Coronavírus

03/08/2020 | domtotal.com

Situação no Brasil frente à pandemia 'continua a ser de muita preocupação'

País já alcançou a triste média de mil mortos por dia pela Covid-19

Tedros Adhanom disse que alguns países precisarão 'dar um passo atrás' para reavaliar como lidam com a pandemia em nível nacional, a fim de suprimir o vírus
Tedros Adhanom disse que alguns países precisarão 'dar um passo atrás' para reavaliar como lidam com a pandemia em nível nacional, a fim de suprimir o vírus (Rovena Rosa/ABr)

Diretor executivo da Organização Mundial de Saúde (OMS), Michael Ryan afirmou nesta segunda-feira (3), que a situação do Brasil na pandemia "continua a ser de muita preocupação". Ao ser questionado sobre o quadro no país, Ryan lembrou que muitos Estados têm registrados números altos de casos, com o Brasil tendo cerca de mil mortes diárias na média pela doença recentemente.

"Suprimir a intensa transmissão comunitária é o primeiro passo", afirmou Ryan. Ele insistiu na importância de haver coordenação entre os governos e as comunidades. "Os governos precisam fazer sua parte para detectar casos, isolá-los, rastrear contatos quando for possível e criar condições para que a doença não possa se disseminar facilmente", apontou, mencionando também que é preciso "evitar aglomerações". Ryan lembrou que a lista de tarefas é "fácil de dizer e difícil de atingir". Segundo ele, os países com transmissão intensa da doença têm um "caminho longo" pela frente. 
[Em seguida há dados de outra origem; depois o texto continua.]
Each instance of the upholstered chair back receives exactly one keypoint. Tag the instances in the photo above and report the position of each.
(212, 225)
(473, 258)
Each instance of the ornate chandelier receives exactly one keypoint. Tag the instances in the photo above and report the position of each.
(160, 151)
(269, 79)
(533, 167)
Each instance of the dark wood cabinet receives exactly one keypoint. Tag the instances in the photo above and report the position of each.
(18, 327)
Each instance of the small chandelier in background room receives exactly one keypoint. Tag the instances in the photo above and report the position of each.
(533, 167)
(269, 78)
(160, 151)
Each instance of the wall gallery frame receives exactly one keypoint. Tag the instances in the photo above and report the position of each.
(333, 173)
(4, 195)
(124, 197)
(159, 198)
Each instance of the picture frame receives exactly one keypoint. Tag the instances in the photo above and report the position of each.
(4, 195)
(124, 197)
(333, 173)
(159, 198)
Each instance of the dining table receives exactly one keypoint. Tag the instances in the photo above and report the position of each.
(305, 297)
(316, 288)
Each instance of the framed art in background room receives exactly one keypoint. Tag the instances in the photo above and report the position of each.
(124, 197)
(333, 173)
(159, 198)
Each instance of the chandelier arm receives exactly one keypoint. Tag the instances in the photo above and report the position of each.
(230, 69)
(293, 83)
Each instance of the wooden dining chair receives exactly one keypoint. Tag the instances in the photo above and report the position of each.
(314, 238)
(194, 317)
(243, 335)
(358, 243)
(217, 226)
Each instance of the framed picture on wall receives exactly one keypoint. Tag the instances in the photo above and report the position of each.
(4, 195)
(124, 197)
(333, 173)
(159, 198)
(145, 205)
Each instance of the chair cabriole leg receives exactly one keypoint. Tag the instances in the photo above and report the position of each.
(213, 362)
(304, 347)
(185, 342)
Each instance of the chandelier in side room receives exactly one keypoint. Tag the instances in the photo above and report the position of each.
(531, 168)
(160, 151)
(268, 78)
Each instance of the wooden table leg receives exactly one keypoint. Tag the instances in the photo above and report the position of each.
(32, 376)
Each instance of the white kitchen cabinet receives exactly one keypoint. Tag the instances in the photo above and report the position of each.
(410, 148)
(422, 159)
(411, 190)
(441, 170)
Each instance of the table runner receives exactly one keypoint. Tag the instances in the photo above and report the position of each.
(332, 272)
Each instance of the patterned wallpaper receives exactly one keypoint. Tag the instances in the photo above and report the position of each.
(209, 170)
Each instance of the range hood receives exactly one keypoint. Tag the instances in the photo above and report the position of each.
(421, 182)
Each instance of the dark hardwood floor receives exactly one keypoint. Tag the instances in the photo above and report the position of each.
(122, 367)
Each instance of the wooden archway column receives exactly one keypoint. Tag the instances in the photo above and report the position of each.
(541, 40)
"Não há bala mágica", afirmou, repetindo declaração anterior do diretor-geral da OMS, Tedros Adhanom Ghebreyesus, no início da coletiva. O diretor executivo disse que alguns países precisarão "dar um passo atrás" para reavaliar como lidam com a pandemia em nível nacional, a fim de suprimir o vírus.

Também presente na coletiva, a líder da resposta da OMS à pandemia da Covid-19, Maria Van Kerkhove, destacou a importância de se mobilizar recursos para as áreas mais afetadas de um país. "Há tremendos recursos no Brasil e o desejo de atacar esse problema", disse, insistindo para que se apliquem as medidas já conhecidas e eficazes para conter a transmissão, como o uso de máscaras, testagem, etc. "É preciso que exista capacidade de testar, para se saber onde o vírus está", ressaltou.

Ainda na resposta sobre o Brasil, Ghebreyesus disse que os países mais afetados não devem esmorecer. "Nunca é tarde demais, sigam estratégia abrangente" contra a doença. Ele lembrou, na coletiva, que os testes de vacina têm avançado, mas não será possível saber se há vacina eficaz, nem por quanto tempo, até que eles terminem.